Food on the radio

DJ Local - Local Food, Local Music 

After his debut on WCBN this week as DJ Local,  Shannon Brines of Brines Farm will be on the radio again in an interview tomorrow (Saturday, January 12, 2008).

"I was in the studios of 1290 WLBY AM here in Ann Arbor recording an interview with host Jackie Wright for the show Ann Arbor Lifestyles. We chatted about my background and day job as well as hoophouses and winter harvests!

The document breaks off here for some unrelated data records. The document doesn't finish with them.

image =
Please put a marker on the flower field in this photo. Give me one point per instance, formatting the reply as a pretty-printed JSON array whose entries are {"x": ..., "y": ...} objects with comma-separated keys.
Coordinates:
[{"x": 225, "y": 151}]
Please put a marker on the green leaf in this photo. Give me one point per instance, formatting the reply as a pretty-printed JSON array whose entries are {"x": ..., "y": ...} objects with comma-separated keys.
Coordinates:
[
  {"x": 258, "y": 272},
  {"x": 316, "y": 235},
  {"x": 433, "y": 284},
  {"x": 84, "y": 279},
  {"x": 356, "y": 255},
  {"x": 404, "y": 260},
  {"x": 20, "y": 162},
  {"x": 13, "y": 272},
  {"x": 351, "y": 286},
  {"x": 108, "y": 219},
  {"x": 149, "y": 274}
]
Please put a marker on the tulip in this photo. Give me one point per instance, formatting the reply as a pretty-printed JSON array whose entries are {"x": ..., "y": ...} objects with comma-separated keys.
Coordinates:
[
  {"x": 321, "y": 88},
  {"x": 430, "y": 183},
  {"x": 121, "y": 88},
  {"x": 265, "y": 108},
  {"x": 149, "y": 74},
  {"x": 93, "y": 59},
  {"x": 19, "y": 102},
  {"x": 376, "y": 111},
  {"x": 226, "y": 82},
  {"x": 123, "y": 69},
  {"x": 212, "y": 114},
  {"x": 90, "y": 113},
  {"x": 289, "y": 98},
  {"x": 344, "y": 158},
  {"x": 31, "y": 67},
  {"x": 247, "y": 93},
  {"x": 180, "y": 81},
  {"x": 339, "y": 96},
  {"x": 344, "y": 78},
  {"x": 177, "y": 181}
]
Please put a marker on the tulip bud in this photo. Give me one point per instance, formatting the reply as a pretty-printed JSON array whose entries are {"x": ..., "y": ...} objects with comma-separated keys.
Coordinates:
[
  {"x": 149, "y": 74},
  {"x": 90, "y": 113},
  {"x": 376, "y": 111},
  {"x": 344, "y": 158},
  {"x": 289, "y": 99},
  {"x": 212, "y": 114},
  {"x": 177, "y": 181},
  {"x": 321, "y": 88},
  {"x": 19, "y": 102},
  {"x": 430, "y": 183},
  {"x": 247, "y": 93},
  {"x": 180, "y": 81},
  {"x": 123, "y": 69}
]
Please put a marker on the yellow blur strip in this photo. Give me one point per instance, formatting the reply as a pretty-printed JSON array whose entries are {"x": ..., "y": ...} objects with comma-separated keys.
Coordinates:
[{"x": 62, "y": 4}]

It is set to air this Saturday, Jan 12th, from Noon to 1pm so tune in to Ann Arbor Lifestyles."



Heard earlier this week on NPR's Morning Edition: Eric Hahn, a forward thinking farmer in Charlevoix, MI talking about how he solved one of the biggest problems in our food system: The Challenge of Eating Local: Distribution.

"More and more consumers are demanding produce grown near their homes, and small farmers are happy to oblige. The problem is how to get locally grown fruits and vegetables into local kitchens.

Produce distribution in the U.S. is still dominated by big companies that buy and sell in huge volumes, trucking goods across state and international lines. But in a corner of northern Michigan, one entrepreneur is using his experience as a chef and wholesaler to solve one problem facing small farmers."


Splendid Table

A couple of months ago Margaret told me about how the Splendid Table, that splendid radio show, was doing a survey on consumer preference for making sustainable food choices.  The results are in. And while this may be a self-selecting group of survey takers, the numbers are still pretty impressive. Over 15,000 people responded to the survey.  The response was so big, they're doing a follow-on project asking people in different demographic groups to keep food journals for a year.  

Some things from the survey results: Nearly 14,000 (93%) said sustainability was a factor in their food choices.  

Asked "What do you consider when you think of sustainability" the top responses were: Locally grown (91%), Growing practices that could continue indefinitely without adverse environmental effect (60%), Growing practices that use fewer fossil fuels (40%). 

Dear to the gardener's heart: Over 9,000 (60%) grow their own tomatoes and over 10,000 (67%) grow their own herbs.